Но прежде чем он успевает отстраниться, Дин начинает двигаться, тёплый, нетерпеливый и ободряющий. Его губы приоткрываются под губами Сэма, язык едва заметно, дразняще прикасается к нижней губе Сэма, руки скользят по растрёпанной копне волос Сэма, а затем по спине, чтобы притянуть ближе.
Сэм принимает каждое приглашение, его руки оставляют лицо Дина и скользят по телу брата, исследуя его. Он чувствует, как член начинает проявлять интерес к происходящему — ему хочется схватить Дина за задницу и прижаться к нему, — но думает, что это будет слишком дерзко для новой, незнакомой связи между ними. Поэтому вместо этого он стонет Дину в рот, сжимает его крепче и не отстраняется, пока они оба не начинают тяжело дышать, задыхаясь.
— Господи, — шепчет Дин, когда они, наконец, отстраняются, оставаясь всё ещё так близко друг к другу, что Сэм чувствует, как слова призраком скользят по его губам, влажным от поцелуев. Они всё ещё держатся друг за друга, крепко сжимая руки, вдыхая воздух друг друга, и Сэм не хочет отпускать.
Глаза Дина, наконец, открываются, встречаясь с глазами Сэма так, как только могут, с расстояния нескольких дюймов, и он говорит:
— Хочешь?.. Я имею в виду, мы можем… — Он замолкает, но доносит мысль достаточно ясно, и на мгновение Сэм испытывает серьёзное искушение. Они могли бы: перенести всё в постель, раздеться ещё больше, прикасаться, целоваться и исследовать…
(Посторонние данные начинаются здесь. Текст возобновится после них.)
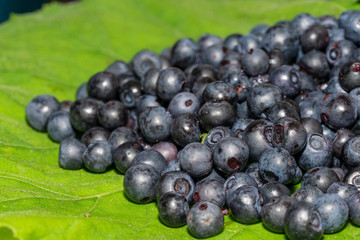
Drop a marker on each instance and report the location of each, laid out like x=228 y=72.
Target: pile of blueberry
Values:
x=220 y=126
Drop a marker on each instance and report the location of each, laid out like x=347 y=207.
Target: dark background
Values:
x=21 y=6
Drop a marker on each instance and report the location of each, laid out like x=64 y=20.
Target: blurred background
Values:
x=22 y=6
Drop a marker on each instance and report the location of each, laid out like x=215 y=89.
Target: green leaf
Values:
x=56 y=49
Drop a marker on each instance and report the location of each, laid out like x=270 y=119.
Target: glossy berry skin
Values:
x=257 y=136
x=169 y=83
x=217 y=134
x=230 y=155
x=351 y=152
x=354 y=209
x=289 y=134
x=263 y=97
x=273 y=213
x=185 y=129
x=196 y=159
x=311 y=125
x=277 y=165
x=70 y=154
x=333 y=211
x=97 y=157
x=103 y=86
x=140 y=183
x=124 y=154
x=287 y=78
x=343 y=190
x=173 y=209
x=307 y=194
x=121 y=135
x=204 y=220
x=320 y=177
x=113 y=114
x=235 y=181
x=83 y=114
x=39 y=110
x=349 y=76
x=144 y=61
x=95 y=134
x=175 y=181
x=213 y=114
x=317 y=152
x=315 y=37
x=255 y=61
x=271 y=190
x=303 y=221
x=183 y=102
x=59 y=126
x=210 y=190
x=150 y=157
x=245 y=204
x=155 y=123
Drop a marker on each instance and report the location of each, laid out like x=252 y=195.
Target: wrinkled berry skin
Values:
x=245 y=204
x=39 y=110
x=273 y=213
x=175 y=181
x=320 y=177
x=155 y=123
x=339 y=111
x=257 y=136
x=83 y=113
x=307 y=194
x=213 y=114
x=333 y=211
x=277 y=165
x=317 y=152
x=289 y=134
x=196 y=159
x=205 y=220
x=263 y=97
x=303 y=221
x=173 y=209
x=59 y=126
x=231 y=155
x=140 y=182
x=103 y=86
x=351 y=152
x=70 y=154
x=210 y=190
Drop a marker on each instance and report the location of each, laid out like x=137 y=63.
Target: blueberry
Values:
x=273 y=213
x=83 y=113
x=173 y=209
x=150 y=157
x=39 y=110
x=245 y=204
x=70 y=154
x=95 y=134
x=205 y=219
x=175 y=181
x=196 y=159
x=210 y=190
x=59 y=126
x=307 y=194
x=140 y=183
x=333 y=211
x=303 y=221
x=124 y=154
x=155 y=124
x=97 y=157
x=230 y=155
x=317 y=153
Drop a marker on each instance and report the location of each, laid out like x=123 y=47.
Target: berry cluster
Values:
x=218 y=125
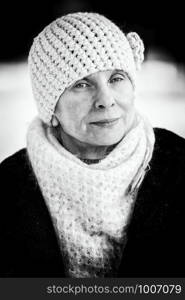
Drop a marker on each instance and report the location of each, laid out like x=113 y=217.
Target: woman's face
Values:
x=98 y=109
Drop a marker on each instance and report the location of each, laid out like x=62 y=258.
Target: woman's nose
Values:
x=104 y=99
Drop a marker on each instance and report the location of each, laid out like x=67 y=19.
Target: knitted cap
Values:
x=75 y=46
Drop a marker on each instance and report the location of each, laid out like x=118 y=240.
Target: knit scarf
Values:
x=90 y=205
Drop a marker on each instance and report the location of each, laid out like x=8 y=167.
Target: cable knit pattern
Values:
x=89 y=204
x=70 y=48
x=137 y=47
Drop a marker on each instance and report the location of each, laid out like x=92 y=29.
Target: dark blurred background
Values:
x=160 y=23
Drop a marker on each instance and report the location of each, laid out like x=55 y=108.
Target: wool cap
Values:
x=75 y=46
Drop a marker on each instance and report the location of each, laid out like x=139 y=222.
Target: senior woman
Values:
x=97 y=192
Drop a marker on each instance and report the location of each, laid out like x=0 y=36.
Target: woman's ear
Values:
x=54 y=121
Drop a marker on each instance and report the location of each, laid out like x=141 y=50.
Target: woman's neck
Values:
x=82 y=150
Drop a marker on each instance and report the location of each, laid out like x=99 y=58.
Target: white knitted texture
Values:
x=70 y=48
x=89 y=204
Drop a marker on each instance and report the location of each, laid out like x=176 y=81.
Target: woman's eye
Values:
x=81 y=85
x=117 y=78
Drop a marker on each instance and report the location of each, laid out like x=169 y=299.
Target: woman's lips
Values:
x=105 y=122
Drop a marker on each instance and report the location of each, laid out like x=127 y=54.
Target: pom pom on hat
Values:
x=75 y=46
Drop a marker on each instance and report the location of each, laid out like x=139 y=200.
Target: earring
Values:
x=54 y=121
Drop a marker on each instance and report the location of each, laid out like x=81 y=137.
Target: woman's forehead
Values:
x=105 y=73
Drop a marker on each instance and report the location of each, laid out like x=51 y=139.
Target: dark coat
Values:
x=155 y=238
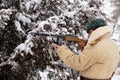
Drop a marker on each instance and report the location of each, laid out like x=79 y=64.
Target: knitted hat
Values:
x=95 y=23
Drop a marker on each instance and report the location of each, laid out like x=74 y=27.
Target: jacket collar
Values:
x=98 y=34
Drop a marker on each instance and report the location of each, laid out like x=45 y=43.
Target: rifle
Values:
x=69 y=38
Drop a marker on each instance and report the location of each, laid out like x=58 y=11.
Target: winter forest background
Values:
x=28 y=57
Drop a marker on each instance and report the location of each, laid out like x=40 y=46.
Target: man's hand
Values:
x=82 y=44
x=55 y=46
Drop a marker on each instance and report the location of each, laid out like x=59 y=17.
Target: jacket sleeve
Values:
x=79 y=62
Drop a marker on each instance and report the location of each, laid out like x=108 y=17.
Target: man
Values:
x=100 y=56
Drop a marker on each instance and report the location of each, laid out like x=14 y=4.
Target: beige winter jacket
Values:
x=99 y=58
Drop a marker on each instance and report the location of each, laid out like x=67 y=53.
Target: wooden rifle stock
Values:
x=74 y=39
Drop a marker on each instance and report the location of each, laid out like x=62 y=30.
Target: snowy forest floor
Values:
x=116 y=76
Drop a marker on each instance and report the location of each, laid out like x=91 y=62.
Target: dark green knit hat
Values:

Но каждая стена Дина рушится между ними, и Сэм видит в его глазах что-то ещё. Брат нервничает, выражение его лица открытое и неуверенное, и он ждёт, что Сэм скажет ему, что делать. И как бы сильно Сэму ни хотелось швырнуть голого брата на ближайший матрас, он с внезапной ясностью понимает, что они должны двигаться медленно.
Его брат в душе романтик, и это не какая-то интрижка, которую они могут отложить на потом. Это нечто важное. Это всё меняет. Сэм обязан перед Дином сделать всё правильно.
Но это не меняет того факта, что Дин смотрит ему прямо в глаза и предлагает всё — никаких задержек, никаких отвлекающих факторов, ничего, кроме чистого обещания, — и Сэм достаточно хорошо знает своего брата, чтобы быть уверенным, что, если он сейчас отступит, Дин воспримет это неправильно. Дин увидит отказ в том, что Сэм не хочет торопиться, а воздух полон такого напряжённого ожидания, что Сэм не осмеливается сделать ничего, чтобы снять напряжение. Он застыл как вкопанный — его брат, тёплый и недышащий, в его объятиях, — зажатый между противоречивыми побуждениями принять всё, что предлагает Дин, или сделать необходимый шаг назад.
Дилемма Сэма решается сама собой, когда желудок Дина издаёт громкое урчание, подчёркивая тот факт, что время ужина давно прошло. Глаза Дина комично расширяются от этого звука, полные удивления и немного предательства, и внезапно Сэм не может ничего, кроме как рассмеяться. Он хихикает в плечо Дина, прижимая брата ещё крепче, пока тело сотрясается от нескрываемого веселья.
— Иди нахуй, — бормочет Дин, но его тон скорее насмешливый, чем раздражённый.
— Давай, — говорит Сэм, широко улыбаясь и вытирая слёзы, когда, наконец, отстраняется. — Пойдём поедим гирос. — Потому что Дин выиграл честно и справедливо, даже если место, где они продаются, выглядело чертовски сомнительно. — А потом можем выпить пива. Где-нибудь, где есть дартс, чтобы я надрал тебе задницу.
— В твоих мечтах, Сэмми, — говорит Дин. — Ты никогда в жизни не побеждал меня в дартс.
Это правда, и Сэм снова смеётся, хватая куртку с ближайшего к двери стула и следуя за братом на парковку. Солнце только скрылось за линией деревьев, фиолетовые тона едва начинают расползаться по небу, когда Сэм и Дин направляются к машине.
— Всё бывает в первый раз, — ухмыляется Сэм.
По пути к пассажирской двери он шлёпает Дина по заднице, и это кажется правильным.